One of the biggest challenges cybersecurity teams face is known as “alert fatigue.” This is when cybersecurity teams are flooded with so many alerts they cannot respond appropriately to all of them, leading to high-stress levels in trying to triage the alerts, as well as an inability to appropriately respond to all of them. Alert fatigue is one of the most-cited reasons cybersecurity professionals are quitting the industry in droves. Yet it is a symptom of a larger problem: security professionals have not been applying improv fundamentals in their security selection processes.
Organizations and security professionals have – understandably – been busy adding security technology after security technology to their stacks. For every new type of attack or way in (i.e., “threat vector”), a cybersecurity company produces a new technology to solve it after the fact, and it’s added to the pile. Many of these technologies can’t effectively communicate with each other and resulting in duplicate alerts for those already-strapped teams to babysit. This is an unsustainable way to continue even if it were working, but the hard truth is that it is simply not.
Defining Your Reality
Remember the first part of “yes, and”? Acknowledge the reality as it is, not as you want it to be. The threat landscape is constantly shifting, and we must not only accept that, but adapt to it. That doesn’t mean to haphazardly throw more technologies at the problem you see, but rather to see how the tech is – or isn’t – working to solve the problem at hand.
When we evaluate a security technology, whether we have deployed it or not, here are some of the fundamental questions to ask first that define your reality:
- Does the technology solve a threat or attack vector as it promised?
- How much bandwidth does it need to operate?
- How many hours of my team member’s time will it take to manage, update, and monitor?
- Where does the technology sit? Is it in the identify/protect (“left of boom”) stage or the “respond/recover” (“right of boom”) stage?
These are all fundamental, yet reality-defining, questions that will shape your understanding of what the technology achieves and its impacts on your team.

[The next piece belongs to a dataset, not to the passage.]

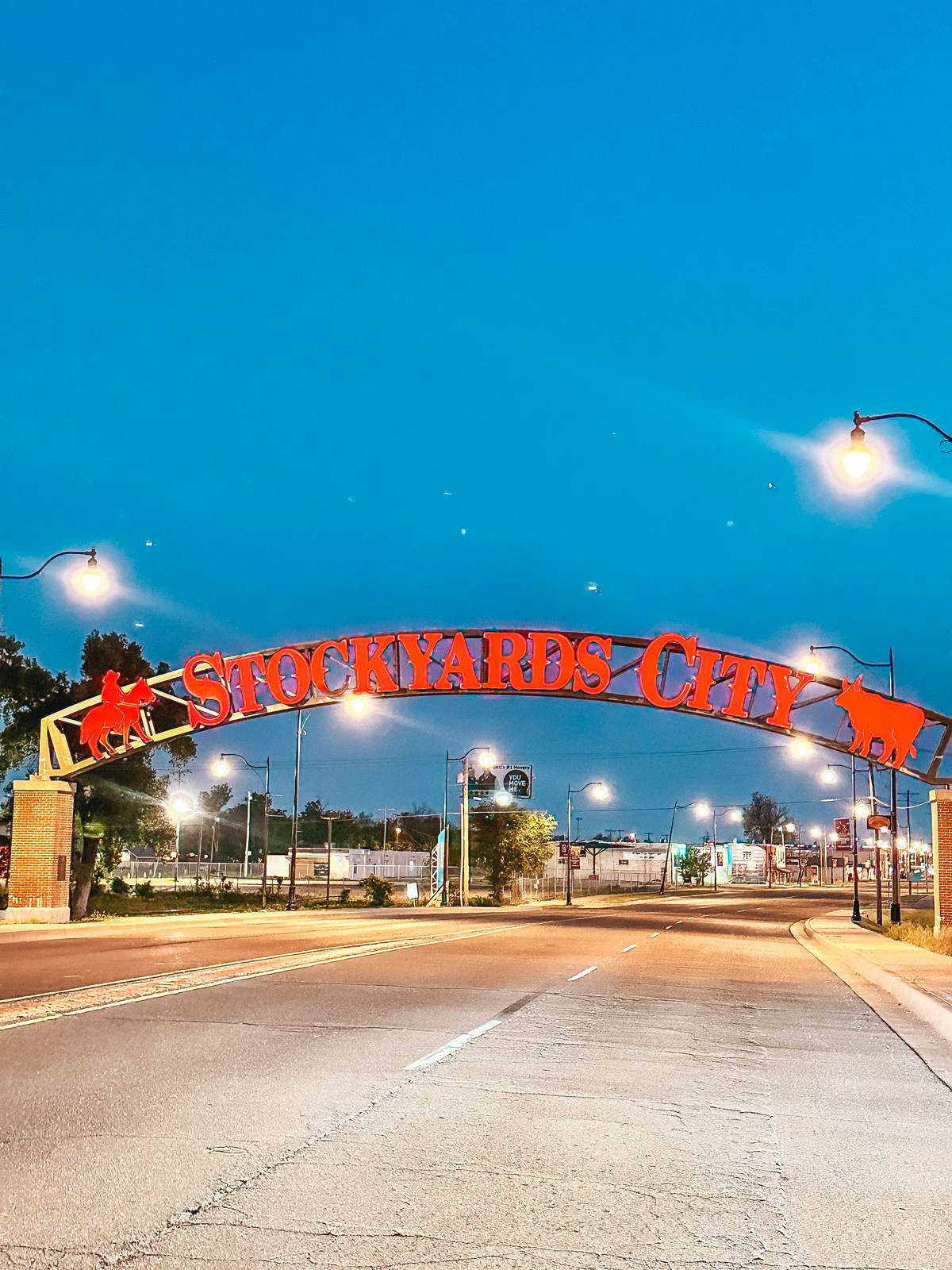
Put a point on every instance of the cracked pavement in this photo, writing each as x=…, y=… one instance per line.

Unfortunately, that’s where most technology evaluations tend to stop, missing the critical “and” step. We can’t just be interested in what the reality is, we must also be interested in where the reality is going and how it adds to the ecosystem. Budgets are tighter every day, and we can no longer afford to invest in or keep security technologies that don’t “and.”
To do this, you have to ask some more questions about what else the technology does. These are questions such as:
- Does this technology improve other technologies in the security stack?
- Does this technology communicate easily with other technologies to mitigate redundant alerts?
- Does this technology automatically update?
- How does this technology leverage cyber intelligence? And how much can it leverage as more becomes available?
- How does the technology scale in a constantly shifting threat landscape with more and more encrypted traffic and clever threat actors?
Final Thoughts on Improv(ing) Cybersecurity
Any security technology should do what it promises, of course. What I would argue, however, is that isn’t enough anymore. If your partner in an improv scene says the sky is purple, simply agreeing with the statement isn’t enough to keep the scene going. This is certainly better than a “no,” but not by all that much. The same is true in cybersecurity.
As we evaluate our technologies and security postures, the time is now to ask them, “Yes…and?”